No ano de 2016, o Ministério da Saúde, em parceria com a Universidade Federal de Santa Catarina, realizou estudo de vigilância da resistência in vitro do gonococo – o Projeto Sengono. Participaram da Rede de Monitoramento da Resistência Antimicrobiana do Gonococo 7 diferentes localidades no país e constatou-se resistência emergente e em expansão ao ciprofloxacino, com taxas superiores a 50% em todas as regiões do país. No entanto, as amostras de N. gonorrhoeae apresentaram alta suscetibilidade as cefalosporinas de terceira geração. Dessa forma, ceftriaxona e azitromicina são as medicações preconizadas, hoje, para o tratamento de gonorreia no Brasil.

O diagnóstico etiológico da doença é importante antes de iniciar o tratamento, dessa forma, evitamos a utilização indevida de antimicrobianos. O método atual de escolha para a infecção genital e extragenital em homens e mulheres é o teste de amplificação de ácido nucléico (NAAT), que também diferencia a C. trachomatis, um patógeno frequentemente associado. É um teste que fornece um resultado rápido, tem elevada sensibilidade e pode ser coletado pelo próprio paciente. A desvantagem é que ele não determina a suscetibilidade antimicrobiana. Por isso, quando há suspeita de resistência deve-se solicitar a cultura do material em meio Thayer-Martin.

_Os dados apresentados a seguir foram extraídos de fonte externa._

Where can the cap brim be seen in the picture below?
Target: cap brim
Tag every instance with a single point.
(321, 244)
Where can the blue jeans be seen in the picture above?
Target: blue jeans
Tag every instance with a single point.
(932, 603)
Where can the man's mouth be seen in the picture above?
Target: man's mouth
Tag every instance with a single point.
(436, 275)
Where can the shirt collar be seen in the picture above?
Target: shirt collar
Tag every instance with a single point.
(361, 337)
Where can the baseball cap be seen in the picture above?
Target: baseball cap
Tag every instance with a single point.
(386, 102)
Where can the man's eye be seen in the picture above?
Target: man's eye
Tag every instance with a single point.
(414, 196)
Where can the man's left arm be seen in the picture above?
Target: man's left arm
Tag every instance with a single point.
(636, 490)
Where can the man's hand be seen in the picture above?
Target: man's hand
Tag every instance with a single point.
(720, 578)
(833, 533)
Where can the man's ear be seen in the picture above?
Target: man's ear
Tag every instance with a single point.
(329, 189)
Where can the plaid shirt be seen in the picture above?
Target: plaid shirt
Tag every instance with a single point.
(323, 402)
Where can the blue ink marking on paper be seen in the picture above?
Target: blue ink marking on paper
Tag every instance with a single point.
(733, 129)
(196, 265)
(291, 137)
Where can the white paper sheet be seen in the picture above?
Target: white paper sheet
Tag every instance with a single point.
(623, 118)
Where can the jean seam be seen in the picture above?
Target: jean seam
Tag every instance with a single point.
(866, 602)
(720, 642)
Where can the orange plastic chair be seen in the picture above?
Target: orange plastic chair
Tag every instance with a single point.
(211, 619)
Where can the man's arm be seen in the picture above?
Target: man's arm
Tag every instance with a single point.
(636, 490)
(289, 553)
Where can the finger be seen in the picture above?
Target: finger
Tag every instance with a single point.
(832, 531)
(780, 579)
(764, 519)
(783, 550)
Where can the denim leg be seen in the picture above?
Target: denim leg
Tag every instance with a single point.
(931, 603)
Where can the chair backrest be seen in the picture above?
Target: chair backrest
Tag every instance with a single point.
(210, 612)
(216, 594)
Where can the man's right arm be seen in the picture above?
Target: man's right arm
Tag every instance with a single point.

Referências bibliográficas:

  • BAZZO, M. L. et al. First nationwide antimicrobial susceptibility surveillance for Neisseria gonorrhoeae in Brazil, 2015-16. The Journal of Antimicrobial Chemotherapy, v. 73, n. 7, p. 1854–1861, 01 2018.
  • NEWMAN, L. et al. Global Estimates of the Prevalence and Incidence of Four Curable Sexually Transmitted Infections in 2012 Based on Systematic Review and Global Reporting. PloS One, v. 10, n. 12, p. e0143304, 2015.
  • ROSS, J. D. C. et al. Gentamicin compared with ceftriaxone for the treatment of gonorrhoea (G-ToG): a randomised non-inferiority trial. Lancet (London, England), v. 393, n. 10190, p. 2511–2520, 22 2019.